Israel has responded to the attacks by expanding administrative detentions and demolishing the homes of suspected terrorists. Even some senior Israeli officials have expressed concern about the excessive use of force in such operations. But the Quartet focused particular attention on Israel’s policy of expanding settlements.

Since the Oslo peace process began in 1993, the population of Israeli settlements has more than doubled, with more than 570,000 settlers, including at least 85,000 who live deep inside the West Bank. “This raises legitimate questions about Israel’s long-term intentions, which are compounded by the statements of some Israeli ministers that there should never be a Palestinian state,” the report found. The Quartet report called on Israel to “cease” its settlement policy and accelerate ongoing restrictions to and from Gaza.
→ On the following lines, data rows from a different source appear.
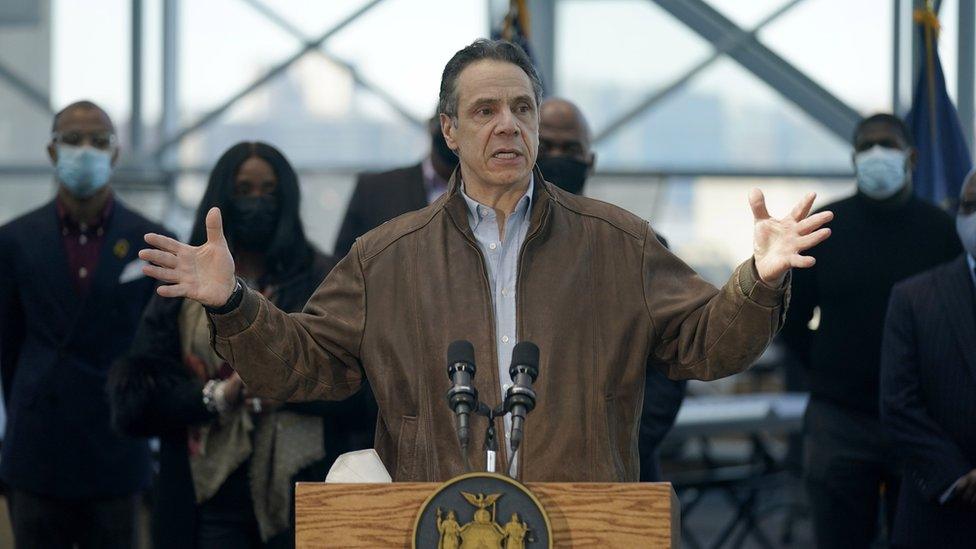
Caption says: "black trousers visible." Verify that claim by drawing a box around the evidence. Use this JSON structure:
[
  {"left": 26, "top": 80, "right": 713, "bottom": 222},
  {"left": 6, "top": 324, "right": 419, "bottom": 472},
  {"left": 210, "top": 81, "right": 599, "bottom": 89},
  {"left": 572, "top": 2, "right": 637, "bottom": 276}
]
[
  {"left": 804, "top": 398, "right": 901, "bottom": 549},
  {"left": 8, "top": 489, "right": 139, "bottom": 549}
]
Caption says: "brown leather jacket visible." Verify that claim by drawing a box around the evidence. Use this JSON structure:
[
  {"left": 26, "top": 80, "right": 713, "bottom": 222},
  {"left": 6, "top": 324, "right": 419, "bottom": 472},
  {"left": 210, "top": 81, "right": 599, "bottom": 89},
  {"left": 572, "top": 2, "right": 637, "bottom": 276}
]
[{"left": 212, "top": 172, "right": 789, "bottom": 481}]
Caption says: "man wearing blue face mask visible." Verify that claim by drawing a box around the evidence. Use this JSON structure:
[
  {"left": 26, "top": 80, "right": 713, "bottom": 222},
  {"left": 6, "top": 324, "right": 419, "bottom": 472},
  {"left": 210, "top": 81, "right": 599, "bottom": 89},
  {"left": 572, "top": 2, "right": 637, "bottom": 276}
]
[
  {"left": 782, "top": 114, "right": 959, "bottom": 547},
  {"left": 0, "top": 101, "right": 170, "bottom": 547}
]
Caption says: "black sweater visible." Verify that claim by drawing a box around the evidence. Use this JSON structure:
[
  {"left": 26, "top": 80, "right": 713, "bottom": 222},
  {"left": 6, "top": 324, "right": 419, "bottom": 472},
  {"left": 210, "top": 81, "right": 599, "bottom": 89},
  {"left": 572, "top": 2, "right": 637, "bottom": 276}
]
[{"left": 782, "top": 194, "right": 961, "bottom": 417}]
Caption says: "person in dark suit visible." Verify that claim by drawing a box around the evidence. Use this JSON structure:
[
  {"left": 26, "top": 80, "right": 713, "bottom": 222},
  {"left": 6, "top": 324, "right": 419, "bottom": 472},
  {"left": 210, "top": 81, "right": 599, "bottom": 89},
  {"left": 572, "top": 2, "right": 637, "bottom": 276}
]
[
  {"left": 536, "top": 97, "right": 688, "bottom": 482},
  {"left": 881, "top": 170, "right": 976, "bottom": 549},
  {"left": 782, "top": 114, "right": 960, "bottom": 548},
  {"left": 0, "top": 101, "right": 170, "bottom": 547},
  {"left": 333, "top": 116, "right": 458, "bottom": 259},
  {"left": 108, "top": 142, "right": 376, "bottom": 548}
]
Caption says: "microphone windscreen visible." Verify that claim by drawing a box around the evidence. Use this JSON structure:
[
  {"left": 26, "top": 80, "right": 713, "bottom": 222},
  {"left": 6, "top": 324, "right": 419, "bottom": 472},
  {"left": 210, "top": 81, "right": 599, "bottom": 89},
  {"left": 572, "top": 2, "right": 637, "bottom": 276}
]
[
  {"left": 447, "top": 339, "right": 474, "bottom": 368},
  {"left": 512, "top": 341, "right": 539, "bottom": 370}
]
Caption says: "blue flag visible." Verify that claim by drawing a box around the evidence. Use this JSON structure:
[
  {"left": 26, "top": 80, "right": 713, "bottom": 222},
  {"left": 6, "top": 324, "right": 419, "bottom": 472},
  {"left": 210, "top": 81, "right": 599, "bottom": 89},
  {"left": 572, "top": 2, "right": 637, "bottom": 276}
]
[{"left": 907, "top": 15, "right": 972, "bottom": 209}]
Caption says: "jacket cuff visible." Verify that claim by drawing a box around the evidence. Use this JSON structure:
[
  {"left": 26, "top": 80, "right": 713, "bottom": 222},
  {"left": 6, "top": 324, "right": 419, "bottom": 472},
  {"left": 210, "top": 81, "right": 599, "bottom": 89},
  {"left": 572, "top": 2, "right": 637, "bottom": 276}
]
[
  {"left": 738, "top": 258, "right": 792, "bottom": 307},
  {"left": 207, "top": 286, "right": 261, "bottom": 338}
]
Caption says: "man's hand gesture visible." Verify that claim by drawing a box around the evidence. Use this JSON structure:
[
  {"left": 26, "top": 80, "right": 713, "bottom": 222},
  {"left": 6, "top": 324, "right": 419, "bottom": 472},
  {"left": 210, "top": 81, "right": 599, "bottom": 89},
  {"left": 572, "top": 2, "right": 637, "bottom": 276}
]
[
  {"left": 139, "top": 208, "right": 236, "bottom": 307},
  {"left": 749, "top": 189, "right": 834, "bottom": 286}
]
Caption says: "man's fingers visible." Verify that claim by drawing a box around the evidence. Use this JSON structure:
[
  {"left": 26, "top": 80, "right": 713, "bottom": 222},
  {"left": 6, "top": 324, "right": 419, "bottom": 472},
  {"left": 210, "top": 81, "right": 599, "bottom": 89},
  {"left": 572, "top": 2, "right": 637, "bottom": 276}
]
[
  {"left": 145, "top": 233, "right": 186, "bottom": 254},
  {"left": 790, "top": 254, "right": 817, "bottom": 269},
  {"left": 142, "top": 265, "right": 180, "bottom": 283},
  {"left": 139, "top": 248, "right": 176, "bottom": 269},
  {"left": 207, "top": 208, "right": 224, "bottom": 243},
  {"left": 796, "top": 228, "right": 830, "bottom": 252},
  {"left": 790, "top": 193, "right": 817, "bottom": 221},
  {"left": 156, "top": 284, "right": 186, "bottom": 297},
  {"left": 796, "top": 212, "right": 834, "bottom": 236},
  {"left": 749, "top": 189, "right": 769, "bottom": 221}
]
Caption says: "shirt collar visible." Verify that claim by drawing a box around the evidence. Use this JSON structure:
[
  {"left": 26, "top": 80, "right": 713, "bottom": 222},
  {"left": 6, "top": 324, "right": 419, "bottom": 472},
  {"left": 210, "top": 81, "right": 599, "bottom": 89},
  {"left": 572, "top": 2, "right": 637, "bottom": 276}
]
[
  {"left": 420, "top": 155, "right": 447, "bottom": 193},
  {"left": 54, "top": 193, "right": 115, "bottom": 230},
  {"left": 461, "top": 173, "right": 535, "bottom": 229}
]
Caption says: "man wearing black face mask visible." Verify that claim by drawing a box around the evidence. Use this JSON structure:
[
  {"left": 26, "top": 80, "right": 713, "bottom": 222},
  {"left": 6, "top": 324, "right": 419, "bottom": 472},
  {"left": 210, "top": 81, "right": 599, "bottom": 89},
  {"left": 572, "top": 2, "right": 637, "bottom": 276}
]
[
  {"left": 230, "top": 195, "right": 278, "bottom": 250},
  {"left": 334, "top": 115, "right": 458, "bottom": 258},
  {"left": 782, "top": 114, "right": 959, "bottom": 547},
  {"left": 536, "top": 97, "right": 596, "bottom": 194}
]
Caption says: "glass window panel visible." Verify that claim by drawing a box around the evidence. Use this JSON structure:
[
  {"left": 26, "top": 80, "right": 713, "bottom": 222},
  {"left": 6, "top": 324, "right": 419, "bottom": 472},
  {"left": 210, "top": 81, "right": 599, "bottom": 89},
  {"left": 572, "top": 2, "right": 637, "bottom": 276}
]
[
  {"left": 555, "top": 0, "right": 712, "bottom": 132},
  {"left": 51, "top": 0, "right": 132, "bottom": 119},
  {"left": 244, "top": 0, "right": 379, "bottom": 39},
  {"left": 591, "top": 59, "right": 850, "bottom": 171},
  {"left": 759, "top": 0, "right": 893, "bottom": 113},
  {"left": 707, "top": 0, "right": 796, "bottom": 30},
  {"left": 179, "top": 0, "right": 301, "bottom": 123},
  {"left": 328, "top": 0, "right": 488, "bottom": 120},
  {"left": 180, "top": 54, "right": 428, "bottom": 171}
]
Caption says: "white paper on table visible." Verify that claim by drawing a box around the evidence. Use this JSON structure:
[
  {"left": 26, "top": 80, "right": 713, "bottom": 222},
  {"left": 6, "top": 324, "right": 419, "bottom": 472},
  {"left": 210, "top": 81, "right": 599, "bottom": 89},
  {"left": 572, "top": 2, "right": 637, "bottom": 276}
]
[{"left": 325, "top": 448, "right": 393, "bottom": 483}]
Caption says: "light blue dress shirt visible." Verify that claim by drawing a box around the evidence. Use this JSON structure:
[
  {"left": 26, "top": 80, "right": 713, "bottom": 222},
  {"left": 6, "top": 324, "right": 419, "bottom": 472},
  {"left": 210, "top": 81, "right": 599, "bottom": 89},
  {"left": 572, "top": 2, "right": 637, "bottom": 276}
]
[{"left": 461, "top": 176, "right": 535, "bottom": 455}]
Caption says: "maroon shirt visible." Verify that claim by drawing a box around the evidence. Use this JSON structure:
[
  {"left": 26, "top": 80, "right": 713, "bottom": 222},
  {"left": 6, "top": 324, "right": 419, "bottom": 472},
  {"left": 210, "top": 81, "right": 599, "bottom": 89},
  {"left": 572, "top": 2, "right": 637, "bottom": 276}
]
[{"left": 55, "top": 195, "right": 115, "bottom": 296}]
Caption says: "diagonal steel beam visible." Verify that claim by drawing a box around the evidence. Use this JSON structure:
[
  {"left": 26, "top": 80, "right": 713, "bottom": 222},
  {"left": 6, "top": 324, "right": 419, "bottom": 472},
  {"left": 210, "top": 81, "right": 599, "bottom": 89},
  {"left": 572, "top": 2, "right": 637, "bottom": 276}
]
[
  {"left": 153, "top": 0, "right": 383, "bottom": 160},
  {"left": 0, "top": 58, "right": 54, "bottom": 115},
  {"left": 650, "top": 0, "right": 861, "bottom": 141},
  {"left": 241, "top": 0, "right": 427, "bottom": 128},
  {"left": 593, "top": 0, "right": 804, "bottom": 143}
]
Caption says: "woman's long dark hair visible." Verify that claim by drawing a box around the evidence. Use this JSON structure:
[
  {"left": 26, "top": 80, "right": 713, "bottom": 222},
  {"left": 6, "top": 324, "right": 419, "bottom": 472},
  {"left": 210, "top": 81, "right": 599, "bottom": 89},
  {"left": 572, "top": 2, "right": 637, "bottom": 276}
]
[{"left": 190, "top": 141, "right": 313, "bottom": 281}]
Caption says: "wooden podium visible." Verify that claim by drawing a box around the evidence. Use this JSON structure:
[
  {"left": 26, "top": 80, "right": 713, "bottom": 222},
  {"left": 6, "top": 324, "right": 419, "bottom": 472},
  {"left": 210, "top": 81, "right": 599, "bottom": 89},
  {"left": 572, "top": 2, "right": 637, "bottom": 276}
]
[{"left": 295, "top": 482, "right": 681, "bottom": 549}]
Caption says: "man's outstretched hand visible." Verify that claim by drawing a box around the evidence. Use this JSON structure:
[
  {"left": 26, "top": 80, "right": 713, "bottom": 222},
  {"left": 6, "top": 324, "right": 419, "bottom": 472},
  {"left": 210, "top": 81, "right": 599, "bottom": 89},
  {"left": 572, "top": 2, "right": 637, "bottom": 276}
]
[
  {"left": 749, "top": 189, "right": 834, "bottom": 286},
  {"left": 139, "top": 208, "right": 236, "bottom": 307}
]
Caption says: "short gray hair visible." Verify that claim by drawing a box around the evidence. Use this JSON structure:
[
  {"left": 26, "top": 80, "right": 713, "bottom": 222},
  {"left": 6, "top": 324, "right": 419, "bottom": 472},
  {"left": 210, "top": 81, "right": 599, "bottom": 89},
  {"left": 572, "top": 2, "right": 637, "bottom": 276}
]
[{"left": 437, "top": 38, "right": 542, "bottom": 118}]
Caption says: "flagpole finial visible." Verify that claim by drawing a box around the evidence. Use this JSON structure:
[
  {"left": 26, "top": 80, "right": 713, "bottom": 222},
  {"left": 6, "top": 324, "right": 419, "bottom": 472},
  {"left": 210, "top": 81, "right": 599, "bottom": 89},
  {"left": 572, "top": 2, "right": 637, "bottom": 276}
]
[{"left": 912, "top": 0, "right": 942, "bottom": 38}]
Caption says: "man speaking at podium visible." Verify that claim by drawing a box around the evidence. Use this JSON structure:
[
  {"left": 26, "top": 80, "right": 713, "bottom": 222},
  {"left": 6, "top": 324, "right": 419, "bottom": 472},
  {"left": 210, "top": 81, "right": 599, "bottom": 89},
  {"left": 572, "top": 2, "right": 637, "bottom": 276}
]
[{"left": 141, "top": 40, "right": 831, "bottom": 481}]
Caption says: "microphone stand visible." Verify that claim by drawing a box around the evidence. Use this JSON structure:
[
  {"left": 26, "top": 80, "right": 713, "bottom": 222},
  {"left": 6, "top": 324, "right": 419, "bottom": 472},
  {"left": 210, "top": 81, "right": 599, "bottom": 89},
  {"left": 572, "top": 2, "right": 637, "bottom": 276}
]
[{"left": 475, "top": 402, "right": 511, "bottom": 476}]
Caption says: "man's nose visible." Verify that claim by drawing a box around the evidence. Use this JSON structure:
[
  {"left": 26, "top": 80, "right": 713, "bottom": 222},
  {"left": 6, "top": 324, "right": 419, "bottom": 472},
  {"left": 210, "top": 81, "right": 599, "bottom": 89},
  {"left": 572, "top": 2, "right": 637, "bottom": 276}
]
[{"left": 495, "top": 107, "right": 519, "bottom": 135}]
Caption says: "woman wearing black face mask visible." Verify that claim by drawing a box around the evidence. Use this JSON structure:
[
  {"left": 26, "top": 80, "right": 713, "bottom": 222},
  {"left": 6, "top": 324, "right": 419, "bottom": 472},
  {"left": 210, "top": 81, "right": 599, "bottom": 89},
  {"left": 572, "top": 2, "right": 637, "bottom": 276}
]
[{"left": 109, "top": 143, "right": 376, "bottom": 547}]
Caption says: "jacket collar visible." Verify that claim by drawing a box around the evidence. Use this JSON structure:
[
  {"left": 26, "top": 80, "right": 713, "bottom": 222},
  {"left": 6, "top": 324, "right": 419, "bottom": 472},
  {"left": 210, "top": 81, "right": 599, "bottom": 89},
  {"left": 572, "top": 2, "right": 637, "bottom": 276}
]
[
  {"left": 444, "top": 165, "right": 559, "bottom": 242},
  {"left": 936, "top": 253, "right": 976, "bottom": 377}
]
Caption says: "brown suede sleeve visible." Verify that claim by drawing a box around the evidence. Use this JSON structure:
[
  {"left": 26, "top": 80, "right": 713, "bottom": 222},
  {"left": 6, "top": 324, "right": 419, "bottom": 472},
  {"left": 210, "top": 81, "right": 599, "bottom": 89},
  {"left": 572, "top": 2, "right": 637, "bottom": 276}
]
[
  {"left": 210, "top": 245, "right": 366, "bottom": 401},
  {"left": 643, "top": 223, "right": 790, "bottom": 380}
]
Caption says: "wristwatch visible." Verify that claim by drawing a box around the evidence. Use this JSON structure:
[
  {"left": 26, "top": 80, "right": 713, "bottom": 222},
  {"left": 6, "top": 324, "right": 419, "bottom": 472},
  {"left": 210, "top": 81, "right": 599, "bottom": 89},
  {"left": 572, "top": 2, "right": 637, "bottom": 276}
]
[{"left": 204, "top": 279, "right": 244, "bottom": 315}]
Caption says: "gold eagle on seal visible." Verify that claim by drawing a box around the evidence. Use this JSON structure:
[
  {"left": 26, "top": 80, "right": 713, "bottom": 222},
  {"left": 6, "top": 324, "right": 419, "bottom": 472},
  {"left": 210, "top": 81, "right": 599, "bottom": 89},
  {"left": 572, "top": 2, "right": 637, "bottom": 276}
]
[{"left": 437, "top": 492, "right": 529, "bottom": 549}]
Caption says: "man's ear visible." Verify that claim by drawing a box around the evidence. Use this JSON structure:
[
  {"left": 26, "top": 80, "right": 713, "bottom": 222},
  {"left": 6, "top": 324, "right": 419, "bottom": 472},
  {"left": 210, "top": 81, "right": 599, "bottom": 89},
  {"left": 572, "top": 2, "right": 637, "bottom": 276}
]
[{"left": 440, "top": 113, "right": 459, "bottom": 153}]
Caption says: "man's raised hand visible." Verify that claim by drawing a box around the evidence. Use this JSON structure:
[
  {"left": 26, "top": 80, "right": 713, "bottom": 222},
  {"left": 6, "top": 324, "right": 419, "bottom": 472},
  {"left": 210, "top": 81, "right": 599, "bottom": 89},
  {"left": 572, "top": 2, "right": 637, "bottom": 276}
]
[
  {"left": 749, "top": 189, "right": 834, "bottom": 286},
  {"left": 139, "top": 208, "right": 236, "bottom": 307}
]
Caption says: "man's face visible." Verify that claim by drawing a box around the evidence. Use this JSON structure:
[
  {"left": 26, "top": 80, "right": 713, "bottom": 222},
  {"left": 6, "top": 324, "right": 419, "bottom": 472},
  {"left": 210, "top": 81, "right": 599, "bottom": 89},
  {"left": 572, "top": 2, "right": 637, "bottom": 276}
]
[
  {"left": 854, "top": 123, "right": 916, "bottom": 171},
  {"left": 539, "top": 101, "right": 593, "bottom": 166},
  {"left": 47, "top": 107, "right": 119, "bottom": 165},
  {"left": 440, "top": 60, "right": 539, "bottom": 191}
]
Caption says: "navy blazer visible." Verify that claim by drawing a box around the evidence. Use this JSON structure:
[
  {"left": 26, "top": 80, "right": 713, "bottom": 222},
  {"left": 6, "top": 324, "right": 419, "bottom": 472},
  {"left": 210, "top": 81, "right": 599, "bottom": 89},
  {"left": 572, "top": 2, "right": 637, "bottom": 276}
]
[
  {"left": 0, "top": 200, "right": 165, "bottom": 498},
  {"left": 881, "top": 255, "right": 976, "bottom": 547}
]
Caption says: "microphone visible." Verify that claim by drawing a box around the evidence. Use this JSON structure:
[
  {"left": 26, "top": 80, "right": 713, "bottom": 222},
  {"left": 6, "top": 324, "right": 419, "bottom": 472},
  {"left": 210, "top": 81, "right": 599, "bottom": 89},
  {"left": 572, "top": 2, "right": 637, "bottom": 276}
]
[
  {"left": 447, "top": 339, "right": 478, "bottom": 454},
  {"left": 505, "top": 341, "right": 539, "bottom": 456}
]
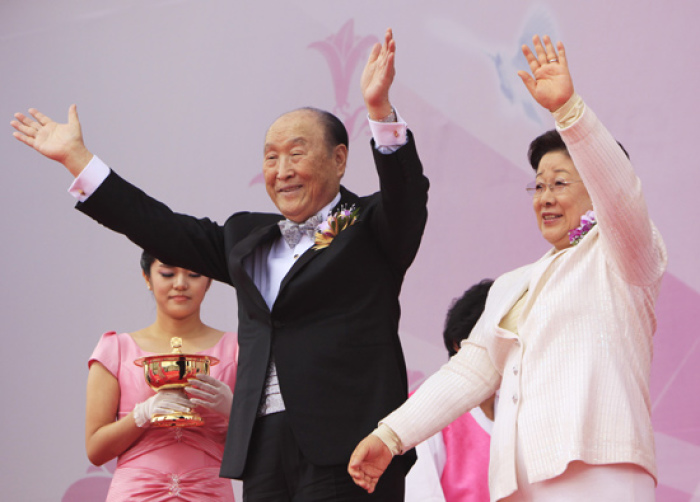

The Quartet expressed alarm at ongoing attacks by Israeli settlers against Palestinians, including a 2015 arson attack that killed three and the burning death of a Palestinian boy in 2014. It noted, though, that the number of settler attacks has declined over the past three years.

It also faulted Hamas for publicly glorifying terrorists as “heroic martyrs.”

“Hamas and other radical factions are responsible for the most explicit and widespread forms of incitement,” the report stated. “These groups use media outlets to glorify terrorism and openly call for violence against Jews, including instructing on how to carry out stabbings.” Even officials from the more moderate Fatah faction, which is led by Palestinian Authority President Mahmoud Abbas, have “publicly supported attacks and their perpetrators.”